I soon learned that most of the fellows were similar to me in that they hadn’t touched a line of code until college and often felt like an imposter even during the program. A few years ago, code might as well have been magic according to several of us. This is why we absolutely loved being able to help out with the Detroit Code 5000 event during Detroit Startup Week. This was where middle and high school kids came from all over Detroit to learn and practice a bit of basic programming. This was definitely one of my favorite experiences. I think just getting yourself to think in the way that programming requires helped me through a lot of my courses in college. I’ve always felt that getting kids exposed to that kind of thinking early on can help humanize the world of tech, making it less of a mystery. It takes this nebulous idea of code and programming and turns it into something you can be a part of and maybe even turn into a career.
Early on in the program, using Jason’s wildly complicated project team name generator, we were split up and assigned to teams to create a 5-week long project. As a collective cohort, we spat out ideas for about half an hour and generated close to 100 possibilities for capstone projects. My team (called ‘Bedeviling Horse’ created by Jason’s name generator) decided to simulate the person most integral to the program, Sam Ging. Working through iteration after iteration of failed chatbots in ruby, we settled on using Google’s Dialogflow for the chatbot interface and moved on to designing the UI.
One theme that we noticed pretty early on across groups was the tendency to ‘reinvent the wheel’ and waste time coding components of the project that could have more easily been pulled from pre-existing sources.
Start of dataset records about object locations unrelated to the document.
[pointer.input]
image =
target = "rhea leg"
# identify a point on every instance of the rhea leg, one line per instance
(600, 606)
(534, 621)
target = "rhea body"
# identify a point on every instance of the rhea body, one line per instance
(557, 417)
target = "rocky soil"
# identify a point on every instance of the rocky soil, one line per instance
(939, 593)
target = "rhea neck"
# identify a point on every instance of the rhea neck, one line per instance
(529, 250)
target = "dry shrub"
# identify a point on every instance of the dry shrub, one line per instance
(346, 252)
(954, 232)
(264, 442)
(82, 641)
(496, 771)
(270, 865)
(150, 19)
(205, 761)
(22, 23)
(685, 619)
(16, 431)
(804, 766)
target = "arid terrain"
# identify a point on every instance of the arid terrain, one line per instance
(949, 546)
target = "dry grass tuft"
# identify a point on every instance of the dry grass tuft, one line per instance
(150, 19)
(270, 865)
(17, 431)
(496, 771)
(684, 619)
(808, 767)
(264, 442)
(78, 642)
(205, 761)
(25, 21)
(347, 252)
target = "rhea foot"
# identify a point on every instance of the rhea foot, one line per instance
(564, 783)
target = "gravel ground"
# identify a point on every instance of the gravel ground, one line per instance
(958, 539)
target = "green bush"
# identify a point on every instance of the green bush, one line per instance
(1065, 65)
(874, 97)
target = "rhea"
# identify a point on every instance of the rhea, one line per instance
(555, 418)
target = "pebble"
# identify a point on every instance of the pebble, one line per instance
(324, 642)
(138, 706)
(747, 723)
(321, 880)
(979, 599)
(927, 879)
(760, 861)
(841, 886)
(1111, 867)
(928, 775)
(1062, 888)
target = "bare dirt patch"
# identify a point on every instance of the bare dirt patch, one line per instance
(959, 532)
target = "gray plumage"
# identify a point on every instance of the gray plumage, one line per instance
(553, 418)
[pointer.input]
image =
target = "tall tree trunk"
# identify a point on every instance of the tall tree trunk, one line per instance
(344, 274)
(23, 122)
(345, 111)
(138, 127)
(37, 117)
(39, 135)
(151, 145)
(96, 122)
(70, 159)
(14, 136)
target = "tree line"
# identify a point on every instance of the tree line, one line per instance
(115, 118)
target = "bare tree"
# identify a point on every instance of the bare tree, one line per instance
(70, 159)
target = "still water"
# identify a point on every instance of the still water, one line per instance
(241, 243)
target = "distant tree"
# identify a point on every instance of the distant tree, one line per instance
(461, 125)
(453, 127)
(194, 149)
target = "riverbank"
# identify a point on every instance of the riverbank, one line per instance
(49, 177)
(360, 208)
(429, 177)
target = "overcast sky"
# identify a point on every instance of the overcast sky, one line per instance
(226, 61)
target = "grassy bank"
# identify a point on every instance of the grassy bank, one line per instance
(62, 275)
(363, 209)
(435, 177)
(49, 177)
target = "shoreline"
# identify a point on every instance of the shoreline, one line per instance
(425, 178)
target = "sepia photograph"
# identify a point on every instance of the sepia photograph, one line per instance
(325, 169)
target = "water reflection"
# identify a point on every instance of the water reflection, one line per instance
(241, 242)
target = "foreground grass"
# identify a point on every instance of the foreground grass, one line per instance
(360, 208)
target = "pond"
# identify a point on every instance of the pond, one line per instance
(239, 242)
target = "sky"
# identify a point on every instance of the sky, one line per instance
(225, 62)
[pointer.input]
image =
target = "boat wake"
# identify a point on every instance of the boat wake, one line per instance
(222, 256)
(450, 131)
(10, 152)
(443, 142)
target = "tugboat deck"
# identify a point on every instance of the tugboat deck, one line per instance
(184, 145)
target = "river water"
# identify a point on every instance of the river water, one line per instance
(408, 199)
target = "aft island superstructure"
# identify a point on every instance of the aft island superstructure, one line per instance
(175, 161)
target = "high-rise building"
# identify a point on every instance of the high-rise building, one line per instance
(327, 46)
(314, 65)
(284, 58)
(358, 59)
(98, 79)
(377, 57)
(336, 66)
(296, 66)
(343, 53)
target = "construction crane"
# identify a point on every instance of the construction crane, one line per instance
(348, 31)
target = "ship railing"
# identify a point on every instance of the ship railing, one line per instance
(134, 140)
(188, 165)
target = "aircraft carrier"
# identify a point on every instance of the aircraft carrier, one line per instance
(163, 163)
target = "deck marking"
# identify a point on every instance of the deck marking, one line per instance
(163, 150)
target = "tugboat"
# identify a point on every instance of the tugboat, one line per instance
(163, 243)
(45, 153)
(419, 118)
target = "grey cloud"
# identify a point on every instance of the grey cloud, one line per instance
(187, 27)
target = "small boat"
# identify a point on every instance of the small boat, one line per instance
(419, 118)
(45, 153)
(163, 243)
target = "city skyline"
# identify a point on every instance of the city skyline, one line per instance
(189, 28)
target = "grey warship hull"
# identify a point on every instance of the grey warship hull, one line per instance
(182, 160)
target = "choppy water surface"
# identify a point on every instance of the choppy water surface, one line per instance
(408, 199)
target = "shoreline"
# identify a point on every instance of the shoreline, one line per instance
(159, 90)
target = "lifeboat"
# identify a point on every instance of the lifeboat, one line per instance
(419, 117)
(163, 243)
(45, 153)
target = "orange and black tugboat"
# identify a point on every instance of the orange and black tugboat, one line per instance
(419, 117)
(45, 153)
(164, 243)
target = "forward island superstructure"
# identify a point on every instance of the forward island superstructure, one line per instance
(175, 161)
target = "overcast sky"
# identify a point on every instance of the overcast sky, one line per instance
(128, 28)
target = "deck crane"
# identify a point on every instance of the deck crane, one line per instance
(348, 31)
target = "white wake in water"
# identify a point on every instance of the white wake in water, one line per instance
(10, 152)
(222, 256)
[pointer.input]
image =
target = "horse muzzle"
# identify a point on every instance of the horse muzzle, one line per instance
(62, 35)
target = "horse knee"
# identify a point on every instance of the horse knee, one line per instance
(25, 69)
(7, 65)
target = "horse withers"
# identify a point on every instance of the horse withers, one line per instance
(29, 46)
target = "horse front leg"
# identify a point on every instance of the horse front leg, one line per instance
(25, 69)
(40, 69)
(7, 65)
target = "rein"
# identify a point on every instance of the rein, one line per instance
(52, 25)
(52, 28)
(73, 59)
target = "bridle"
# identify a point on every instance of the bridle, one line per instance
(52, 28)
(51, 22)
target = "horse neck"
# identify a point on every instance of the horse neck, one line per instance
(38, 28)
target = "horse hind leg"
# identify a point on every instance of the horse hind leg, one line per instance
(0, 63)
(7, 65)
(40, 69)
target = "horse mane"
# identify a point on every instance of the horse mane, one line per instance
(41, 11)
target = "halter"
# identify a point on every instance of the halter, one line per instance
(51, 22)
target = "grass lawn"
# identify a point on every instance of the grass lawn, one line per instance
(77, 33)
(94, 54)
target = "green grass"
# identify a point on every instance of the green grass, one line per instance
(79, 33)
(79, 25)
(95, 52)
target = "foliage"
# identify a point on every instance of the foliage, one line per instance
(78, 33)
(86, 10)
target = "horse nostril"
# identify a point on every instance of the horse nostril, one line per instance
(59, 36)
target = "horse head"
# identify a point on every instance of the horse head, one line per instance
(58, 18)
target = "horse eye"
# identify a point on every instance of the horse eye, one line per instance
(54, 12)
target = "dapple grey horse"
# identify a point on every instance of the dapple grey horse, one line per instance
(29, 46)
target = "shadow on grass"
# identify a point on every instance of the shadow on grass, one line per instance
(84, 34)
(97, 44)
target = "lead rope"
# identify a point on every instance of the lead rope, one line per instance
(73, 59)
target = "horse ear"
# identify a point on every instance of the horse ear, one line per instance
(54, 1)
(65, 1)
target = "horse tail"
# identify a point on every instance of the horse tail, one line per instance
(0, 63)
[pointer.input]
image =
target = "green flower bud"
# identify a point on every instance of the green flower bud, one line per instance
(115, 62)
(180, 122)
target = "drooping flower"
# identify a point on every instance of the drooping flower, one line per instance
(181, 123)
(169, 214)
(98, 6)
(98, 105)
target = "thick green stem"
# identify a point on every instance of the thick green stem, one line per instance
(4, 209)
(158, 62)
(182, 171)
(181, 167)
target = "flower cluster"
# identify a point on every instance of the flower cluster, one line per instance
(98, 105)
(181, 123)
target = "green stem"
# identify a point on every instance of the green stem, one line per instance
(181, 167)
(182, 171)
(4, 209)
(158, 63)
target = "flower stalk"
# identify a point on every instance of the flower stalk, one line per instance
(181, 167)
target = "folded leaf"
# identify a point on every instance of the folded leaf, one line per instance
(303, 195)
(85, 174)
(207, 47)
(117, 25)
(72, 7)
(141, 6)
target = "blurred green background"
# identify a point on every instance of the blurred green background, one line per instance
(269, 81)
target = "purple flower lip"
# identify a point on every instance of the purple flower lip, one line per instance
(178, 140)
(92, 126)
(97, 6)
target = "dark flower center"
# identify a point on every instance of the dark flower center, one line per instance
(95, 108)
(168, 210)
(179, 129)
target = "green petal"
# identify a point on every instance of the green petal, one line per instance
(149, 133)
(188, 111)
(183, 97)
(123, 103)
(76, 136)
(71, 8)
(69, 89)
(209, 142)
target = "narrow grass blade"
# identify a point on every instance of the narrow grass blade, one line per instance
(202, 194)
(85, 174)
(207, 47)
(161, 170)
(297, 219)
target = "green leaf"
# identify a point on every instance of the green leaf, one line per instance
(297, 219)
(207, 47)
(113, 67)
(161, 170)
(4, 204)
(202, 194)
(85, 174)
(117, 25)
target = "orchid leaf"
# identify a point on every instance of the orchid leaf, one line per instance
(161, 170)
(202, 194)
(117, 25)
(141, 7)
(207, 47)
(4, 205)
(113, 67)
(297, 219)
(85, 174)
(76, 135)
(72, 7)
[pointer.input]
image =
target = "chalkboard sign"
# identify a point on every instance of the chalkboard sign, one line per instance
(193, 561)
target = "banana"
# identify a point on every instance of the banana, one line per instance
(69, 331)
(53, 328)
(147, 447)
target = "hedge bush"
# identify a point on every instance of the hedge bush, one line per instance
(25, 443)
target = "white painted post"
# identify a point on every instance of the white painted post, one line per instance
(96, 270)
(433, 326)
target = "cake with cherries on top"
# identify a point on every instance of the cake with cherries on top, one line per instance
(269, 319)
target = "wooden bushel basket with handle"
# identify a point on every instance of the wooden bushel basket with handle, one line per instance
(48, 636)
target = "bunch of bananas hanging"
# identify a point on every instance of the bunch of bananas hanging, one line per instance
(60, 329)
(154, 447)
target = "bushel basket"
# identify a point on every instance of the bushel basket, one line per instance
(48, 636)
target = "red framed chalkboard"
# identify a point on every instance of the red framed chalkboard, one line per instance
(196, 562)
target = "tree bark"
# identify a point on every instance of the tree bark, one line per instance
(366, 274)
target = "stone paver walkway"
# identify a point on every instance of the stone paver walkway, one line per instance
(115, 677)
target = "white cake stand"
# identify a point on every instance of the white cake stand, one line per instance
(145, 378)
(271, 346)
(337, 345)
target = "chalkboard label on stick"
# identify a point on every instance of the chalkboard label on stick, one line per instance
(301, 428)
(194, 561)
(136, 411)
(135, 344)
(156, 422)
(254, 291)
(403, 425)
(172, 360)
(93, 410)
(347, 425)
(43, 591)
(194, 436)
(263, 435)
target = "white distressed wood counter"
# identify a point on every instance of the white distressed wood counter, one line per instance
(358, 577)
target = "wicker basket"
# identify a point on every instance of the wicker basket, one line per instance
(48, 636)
Over the next couple of weeks, we saw some of the seemingly crazy ideas from our list come to life. There was the food app that would give you recipes based on whatever you had in your house at the time, the Octopi Scheduler, the Gingulator, and of course the Alexa-powered toasted that posed to an Instagram-like app to build community around toast. We saw bread burn, the Gingulator spaz out and say the same words on an infinite loop, and struggles with Twilio but in the end, each group had a somewhat-polished final project to present on the final day.
When we weren’t coding or arguing over Poptart preferences, we bonded over spicy ramen and exploring local coffee shops; getting to know each other and discussing our goals for the future.
Hacker Fellows gave us the opportunity to explore Detroit and become more familiar with the rapidly growing startup culture, passion and drive that characterizes the city. Growing up in Dayton, OH which itself was once run by the automotive titans many of whom left once the recession hit, I hadn’t really seen positive representations of Detroit in the media.
Getting to see the dedication Detroiters have to their city and communities was amazing. Speaker after speaker mentioned upcoming opportunities in the area: conferences, organizations, startup ideas and more. Several of the fellows from the Detroit area educated the others on local history and movements popping up across the city and after the first day, it was unquestionable that the perception I grew up with couldn’t have been further from the truth.
The same went for my expectations for the program. Where I expected a tough, straight-lace group who wanted to do nothing but code 98.146% of the time, I found a welcoming, constantly-learning group of people willing to help each other out with programming tips and tricks as well as shared wisdom that I feel has prepared me to take on the responsibilities demanded by my new role.